ADVANCED: PERFORMANCE TUNING / TESTING

    -threads <#>      Sets the maximum number of parallel threads to use.default
                      (on this machine): 32


    -batch-size <#>   Process <#> many queries (reads or read pairs) per thread
                      at once.
                      default (on this machine): 4096

    -query-limit <#>  Classify at max. <#> queries (reads or read pairs) per
                      input file.
                      default: no limit


EXAMPLES

    Query all sequences in 'myreads.fna' against pre-built database 'refseq':
        metacache query refseq myreads.fna -out results.txt

    Query all sequences in multiple files against database 'refseq':
        metacache query refseq reads1.fna reads2.fna reads3.fna

    Query all sequence files in folder 'test' againgst database 'refseq':
        metacache query refseq test

    Query multiple files and folder contents against database 'refseq':
        metacache query refseq file1.fna folder1 file2.fna file3.fna folder2

    Perform a precision test and show all ranks for each classification result:
        metacache query refseq reads.fna -precision -allranks -out results.txt

    Load database in interactive query mode, then query multiple read batches
        metacache query refseq
        reads1.fa reads2.fa -pairfiles -insertsize 400
        reads3.fa -pairseq -insertsize 300
        reads4.fa -lineage


OUTPUT FORMAT

    MetaCache's default read mapping output format is:
    read_header | rank:taxon_name

    This will not be changed in the future to avoid breaking anyone's
    pipelines. Command line options won't change in the near future for the
    same reason. The following table shows some of the possible mapping
    layouts with their associated command line arguments:

    read mapping layout                          command line arguments
    ---------------------------------------      ---------------------------------
    read_header | taxon_id                       -taxids-only -omit-ranks
    read_header | taxon_name                     -omit-ranks
    read_header | taxon_name(taxon_id)           -taxids -omit-ranks
    read_header | taxon_name | taxon_id          -taxids -omit-ranks -separate-cols
    read_header | rank:taxon_id                  -taxids-only
    read_header | rank:taxon_name
    read_header | rank:taxon_name(taxon_id)      -taxids
    read_header | rank | taxon_id                -taxids-only -separate-cols
    read_header | rank | taxon_name              -separate-cols
    read_header | rank | taxon_name | taxon_id   -taxids -separate-cols

    Note that the separator '\t|\t' can be changed to something else with
    the command line option '-separator <text>'.

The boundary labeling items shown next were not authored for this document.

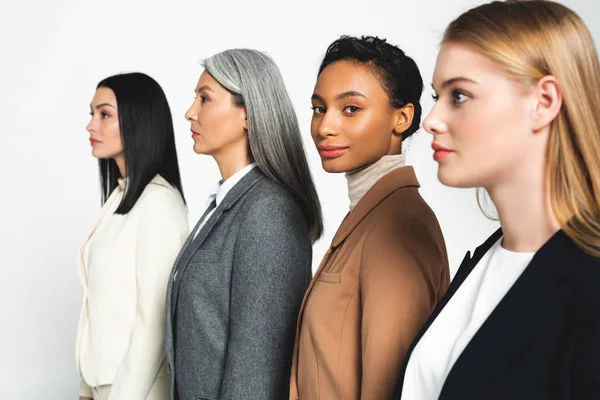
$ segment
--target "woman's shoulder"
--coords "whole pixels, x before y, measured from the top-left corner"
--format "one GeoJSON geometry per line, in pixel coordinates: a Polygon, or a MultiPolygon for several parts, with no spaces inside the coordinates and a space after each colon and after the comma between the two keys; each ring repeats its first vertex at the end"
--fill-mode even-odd
{"type": "Polygon", "coordinates": [[[263,210],[272,207],[281,210],[299,208],[294,196],[287,189],[266,177],[248,191],[244,206],[263,210]]]}
{"type": "MultiPolygon", "coordinates": [[[[179,190],[171,186],[162,176],[156,175],[144,188],[136,206],[139,209],[185,209],[179,190]]],[[[158,210],[157,210],[158,209],[158,210]]]]}

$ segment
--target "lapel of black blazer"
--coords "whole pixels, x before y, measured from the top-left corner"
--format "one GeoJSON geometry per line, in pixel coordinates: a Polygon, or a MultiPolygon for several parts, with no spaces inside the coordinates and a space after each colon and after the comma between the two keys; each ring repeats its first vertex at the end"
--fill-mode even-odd
{"type": "Polygon", "coordinates": [[[539,334],[542,321],[558,309],[561,285],[574,272],[570,268],[581,250],[562,231],[552,236],[485,320],[456,360],[440,399],[481,398],[490,380],[502,376],[523,349],[539,334]]]}
{"type": "Polygon", "coordinates": [[[408,351],[406,352],[406,357],[404,357],[404,365],[402,366],[402,373],[400,374],[400,378],[398,379],[398,383],[396,385],[396,390],[394,391],[394,400],[400,400],[402,394],[402,385],[404,384],[404,373],[406,372],[410,355],[412,354],[415,346],[417,343],[419,343],[419,340],[421,340],[425,332],[427,332],[427,329],[429,329],[440,312],[444,309],[444,307],[446,307],[446,304],[448,304],[458,288],[463,284],[465,279],[467,279],[467,276],[469,276],[471,271],[473,271],[473,268],[477,265],[479,260],[481,260],[483,255],[487,253],[487,251],[494,245],[494,243],[496,243],[496,241],[498,241],[500,236],[502,236],[502,229],[496,230],[481,246],[477,247],[473,252],[473,257],[471,257],[470,251],[467,251],[467,254],[465,254],[465,258],[460,263],[458,271],[456,271],[452,282],[450,282],[450,286],[448,287],[446,294],[444,294],[427,321],[425,321],[425,325],[423,325],[417,336],[415,336],[410,347],[408,348],[408,351]]]}
{"type": "Polygon", "coordinates": [[[248,172],[231,190],[221,204],[217,208],[215,208],[214,213],[210,216],[210,218],[206,221],[202,229],[198,232],[195,239],[190,237],[186,241],[183,249],[179,253],[179,257],[175,261],[175,270],[177,271],[177,278],[173,278],[171,282],[173,282],[173,295],[171,301],[171,310],[175,311],[175,305],[177,304],[177,297],[179,295],[179,286],[181,283],[181,277],[185,272],[190,260],[192,259],[194,253],[200,249],[202,244],[206,241],[206,238],[210,234],[210,232],[217,225],[223,214],[229,211],[238,200],[252,188],[256,183],[258,183],[261,179],[263,179],[265,175],[262,173],[259,167],[254,167],[250,172],[248,172]]]}

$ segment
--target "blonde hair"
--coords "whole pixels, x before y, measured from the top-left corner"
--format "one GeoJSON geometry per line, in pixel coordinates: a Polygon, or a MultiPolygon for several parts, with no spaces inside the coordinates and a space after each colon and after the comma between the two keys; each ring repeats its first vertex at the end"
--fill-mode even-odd
{"type": "Polygon", "coordinates": [[[552,212],[580,248],[600,256],[600,63],[581,18],[551,1],[494,1],[453,21],[448,42],[474,46],[526,88],[558,80],[563,104],[546,154],[552,212]]]}

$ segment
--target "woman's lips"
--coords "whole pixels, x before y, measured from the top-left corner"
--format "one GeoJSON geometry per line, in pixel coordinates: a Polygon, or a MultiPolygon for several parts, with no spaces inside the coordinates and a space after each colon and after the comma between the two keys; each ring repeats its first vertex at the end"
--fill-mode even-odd
{"type": "Polygon", "coordinates": [[[323,158],[336,158],[344,154],[348,147],[343,146],[318,146],[319,154],[323,158]]]}
{"type": "Polygon", "coordinates": [[[454,151],[445,148],[437,143],[432,143],[431,148],[433,149],[433,159],[435,161],[441,161],[450,154],[454,153],[454,151]]]}

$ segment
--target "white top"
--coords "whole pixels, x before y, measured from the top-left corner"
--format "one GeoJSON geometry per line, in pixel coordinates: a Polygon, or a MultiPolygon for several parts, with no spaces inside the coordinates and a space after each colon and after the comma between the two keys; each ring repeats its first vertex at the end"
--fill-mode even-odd
{"type": "Polygon", "coordinates": [[[217,184],[215,186],[213,186],[212,190],[210,191],[210,195],[208,196],[208,199],[206,200],[206,206],[204,207],[204,211],[202,212],[202,214],[204,214],[206,212],[206,210],[210,206],[210,203],[212,203],[213,200],[216,200],[217,206],[215,208],[213,208],[213,210],[210,213],[208,213],[208,215],[206,216],[206,218],[204,218],[202,220],[202,222],[200,223],[200,226],[198,226],[196,228],[196,231],[193,232],[194,239],[196,239],[196,236],[198,235],[198,232],[200,232],[200,230],[202,229],[202,227],[204,226],[204,224],[206,224],[206,221],[208,221],[208,219],[215,212],[216,208],[219,207],[219,204],[221,204],[221,202],[223,201],[223,199],[225,198],[225,196],[227,196],[227,193],[229,193],[229,191],[239,181],[241,181],[242,178],[244,176],[246,176],[246,174],[248,172],[252,171],[252,169],[254,167],[256,167],[256,163],[255,162],[252,163],[252,164],[250,164],[250,165],[246,165],[244,168],[240,169],[238,172],[236,172],[235,174],[231,175],[229,177],[229,179],[227,179],[225,182],[219,181],[219,182],[217,182],[217,184]]]}
{"type": "Polygon", "coordinates": [[[410,356],[402,400],[437,400],[454,363],[493,312],[535,253],[504,249],[502,238],[490,248],[410,356]]]}
{"type": "Polygon", "coordinates": [[[354,206],[378,180],[404,165],[404,154],[394,154],[383,156],[368,167],[352,172],[346,172],[348,197],[350,198],[350,211],[352,211],[354,206]]]}
{"type": "Polygon", "coordinates": [[[160,175],[127,214],[115,214],[125,191],[120,179],[78,253],[76,362],[84,397],[92,397],[91,387],[112,385],[111,399],[146,398],[154,379],[168,375],[164,299],[188,235],[187,211],[160,175]]]}

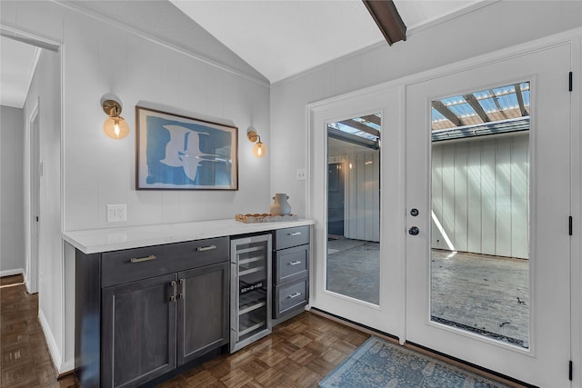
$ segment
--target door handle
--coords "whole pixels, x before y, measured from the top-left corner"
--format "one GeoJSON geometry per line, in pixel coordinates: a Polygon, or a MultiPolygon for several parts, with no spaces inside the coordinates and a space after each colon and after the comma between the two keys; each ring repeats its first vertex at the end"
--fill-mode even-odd
{"type": "Polygon", "coordinates": [[[170,295],[170,302],[176,302],[176,280],[173,280],[172,282],[170,282],[170,287],[172,287],[172,294],[170,295]]]}
{"type": "Polygon", "coordinates": [[[176,296],[177,299],[185,299],[186,298],[186,279],[182,278],[180,279],[180,289],[182,290],[182,292],[180,293],[178,293],[178,295],[176,296]]]}

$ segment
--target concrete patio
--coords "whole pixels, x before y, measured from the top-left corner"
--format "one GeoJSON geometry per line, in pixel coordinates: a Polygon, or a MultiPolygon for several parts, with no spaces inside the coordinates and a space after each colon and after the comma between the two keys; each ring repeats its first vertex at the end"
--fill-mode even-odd
{"type": "MultiPolygon", "coordinates": [[[[327,290],[379,303],[379,244],[328,241],[327,290]]],[[[433,250],[432,321],[529,347],[527,260],[433,250]]]]}

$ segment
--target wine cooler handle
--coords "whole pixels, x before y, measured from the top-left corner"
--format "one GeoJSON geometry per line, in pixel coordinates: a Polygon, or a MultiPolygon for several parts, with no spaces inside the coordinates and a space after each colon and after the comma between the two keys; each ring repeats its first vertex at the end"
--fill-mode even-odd
{"type": "Polygon", "coordinates": [[[157,257],[156,257],[155,254],[150,254],[149,256],[146,256],[146,257],[134,257],[129,261],[131,263],[141,263],[141,262],[149,262],[150,260],[156,260],[156,259],[157,259],[157,257]]]}
{"type": "Polygon", "coordinates": [[[170,302],[176,302],[176,280],[170,282],[170,287],[172,287],[172,294],[170,295],[170,302]]]}
{"type": "Polygon", "coordinates": [[[196,251],[205,252],[205,251],[212,251],[213,249],[216,249],[216,245],[198,246],[196,248],[196,251]]]}

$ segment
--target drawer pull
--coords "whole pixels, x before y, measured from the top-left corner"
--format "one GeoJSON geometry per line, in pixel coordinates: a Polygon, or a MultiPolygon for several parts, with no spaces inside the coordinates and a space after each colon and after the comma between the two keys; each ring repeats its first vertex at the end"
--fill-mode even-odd
{"type": "Polygon", "coordinates": [[[292,293],[291,295],[288,295],[288,296],[287,296],[287,299],[295,299],[295,298],[296,298],[297,296],[301,296],[301,293],[299,293],[298,291],[297,291],[297,292],[296,292],[295,293],[292,293]]]}
{"type": "Polygon", "coordinates": [[[132,263],[141,263],[141,262],[149,262],[150,260],[156,260],[157,259],[157,257],[156,257],[155,254],[150,254],[149,256],[146,257],[139,257],[139,258],[133,258],[130,260],[130,262],[132,263]]]}
{"type": "Polygon", "coordinates": [[[172,294],[170,295],[170,302],[176,302],[176,280],[170,282],[170,287],[172,287],[172,294]]]}
{"type": "Polygon", "coordinates": [[[216,249],[216,245],[198,246],[196,248],[196,251],[205,252],[205,251],[212,251],[213,249],[216,249]]]}

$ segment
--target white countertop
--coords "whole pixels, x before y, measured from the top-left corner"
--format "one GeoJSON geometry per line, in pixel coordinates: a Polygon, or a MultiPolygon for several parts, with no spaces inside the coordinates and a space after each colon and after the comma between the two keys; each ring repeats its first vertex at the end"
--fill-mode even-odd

    Note that the default lowest taxon rank is 'sequence'. Sequence-level taxon
    ids have negative numbers in order to not interfere with NCBI taxon ids.
    Each reference sequence is added as its own taxon below the
    lowest known NCBI taxon for that sequence. If you do not want to classify
    at sequence-level, you can set a higher rank as lowest classification rank
    with the '-lowest' command line option: '-lowest species' or
    '-lowest subspecies' or '-lowest genus', etc.